Just my way of thinking,    Paul

My wings were done when the 1440 mod came out but I have all the revision 3 mods on the rest of the plane. I went the other way and set my gross at 1200 pounds so my plane can be flown on an ultralight license here in Canada. It is very little paper work to increase the gross weight if I upgrade my license.

If I recall the 701 was made for the power of the Rotax 582, and there have been much larger, heaver, more powerful engines installed ( Rotax 100 HP, O-200, Corvair 120 hp, even a turbine).  All this goes to show how well designed and or over built Chris Heinz made the 701 in the first place.  

I just hope the same over building went into the 750 for my peace of mind.

How much expertise do you have? (Or, how much can you draw on from friends with Aeronautical Engineering degrees or whatever.........).

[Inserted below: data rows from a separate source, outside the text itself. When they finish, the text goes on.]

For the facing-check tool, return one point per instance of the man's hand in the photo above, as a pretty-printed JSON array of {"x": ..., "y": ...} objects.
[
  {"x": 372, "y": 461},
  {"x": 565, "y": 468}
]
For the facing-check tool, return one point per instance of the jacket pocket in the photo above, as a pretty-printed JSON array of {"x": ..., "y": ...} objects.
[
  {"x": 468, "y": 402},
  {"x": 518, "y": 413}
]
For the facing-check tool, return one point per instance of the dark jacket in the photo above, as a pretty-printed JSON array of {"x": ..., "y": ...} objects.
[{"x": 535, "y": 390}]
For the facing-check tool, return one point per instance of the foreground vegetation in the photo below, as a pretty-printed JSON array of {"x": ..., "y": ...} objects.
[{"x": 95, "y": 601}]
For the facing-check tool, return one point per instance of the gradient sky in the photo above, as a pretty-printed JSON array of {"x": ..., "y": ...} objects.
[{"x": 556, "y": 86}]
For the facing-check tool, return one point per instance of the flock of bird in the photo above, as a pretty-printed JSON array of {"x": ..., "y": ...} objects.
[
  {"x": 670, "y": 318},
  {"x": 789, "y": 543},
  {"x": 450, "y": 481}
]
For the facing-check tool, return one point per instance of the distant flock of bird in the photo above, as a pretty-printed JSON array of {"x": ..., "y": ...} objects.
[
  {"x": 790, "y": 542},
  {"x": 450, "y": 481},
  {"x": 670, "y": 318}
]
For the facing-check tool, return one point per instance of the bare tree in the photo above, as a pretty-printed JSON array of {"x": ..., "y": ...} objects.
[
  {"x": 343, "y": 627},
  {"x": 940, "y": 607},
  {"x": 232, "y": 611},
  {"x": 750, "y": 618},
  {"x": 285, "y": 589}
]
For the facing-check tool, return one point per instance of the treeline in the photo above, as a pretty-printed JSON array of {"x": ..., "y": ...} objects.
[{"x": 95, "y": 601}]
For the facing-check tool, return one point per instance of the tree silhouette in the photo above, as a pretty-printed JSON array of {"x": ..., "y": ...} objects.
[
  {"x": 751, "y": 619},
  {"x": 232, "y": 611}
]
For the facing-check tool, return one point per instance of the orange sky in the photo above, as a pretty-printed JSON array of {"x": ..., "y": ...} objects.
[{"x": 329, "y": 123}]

A skilled engineer designed our planes (thank you, Chris Heinz!) and set the max gross, G limits, Weight and Balance limits, etc. He had some extra margin in his design to allow for imperfectly built planes. How close to perfectly in line with the design is your particular plane? If yours is perfect and if you can calculate how much extra strength Chris put into the airframe as margin for poor builds, you could "borrow" that margin and certify your machine for a higher weight. I do not have that expertise so I will stick with Chris's numbers.

One builder in this group, a Doctorate Aeronautical Engineer, certified his 601XLB for about 1450 pounds as I recall. He knows his airframe like nobody else does and he has the knowlege to figure the margins and such. I do not.

I know of another builder who flew his 601XLB at 1600 pounds (or in that general area, been a while since I was told of it, number is close, for sure) during the flight test phase just to see if it would even climb. It did, just barely. It was on a calm day, he did no violent maneuvers and he worked up to that weight gradually, using increasing amounts of ballast. He does NOT plan to use those weights in normal operations, but he did test it. Only God knows how much margin that plane had left for turbulence, G forces, etc at that weight, but it flew. I will take his word for it and not test my bird up that high when it is finally flying. I am too big a coward.

I have no previous building experience, but the guys at the factory said it could be done. With my extensive flying experience, I don't enjoy pushing the envelopes all that much anymore. If the 650 had a better useful load, it would have made my decision a LOT easier.

You have a lot of options for increasing the useful load, mostly with engine choice and with build philosophy. For your basic, phase 1 build and flights, you should be worried about every ounce (Bill Lear is quoted as saying that if you do that for ounces, the pounds will take care of themselves.) Then if you want to add something, you can decide whether that 3 pound widget is worth a half hour of reserves. For engine choice, see http://www.zenith.aero/group/stolch750/forum/topics/750-engine-weig... for some real info. There are also options if you want to work out a different loading assumption than the +6/-3 G ultimate rating (+4, -2 limit) Zenith uses, but then you are designing a different airplane and need to review all the other assumptions that are being made too.

On that note, on another bush pilot forum one of the pilots announced he had increased useful load by 150 pounds. He got divorced.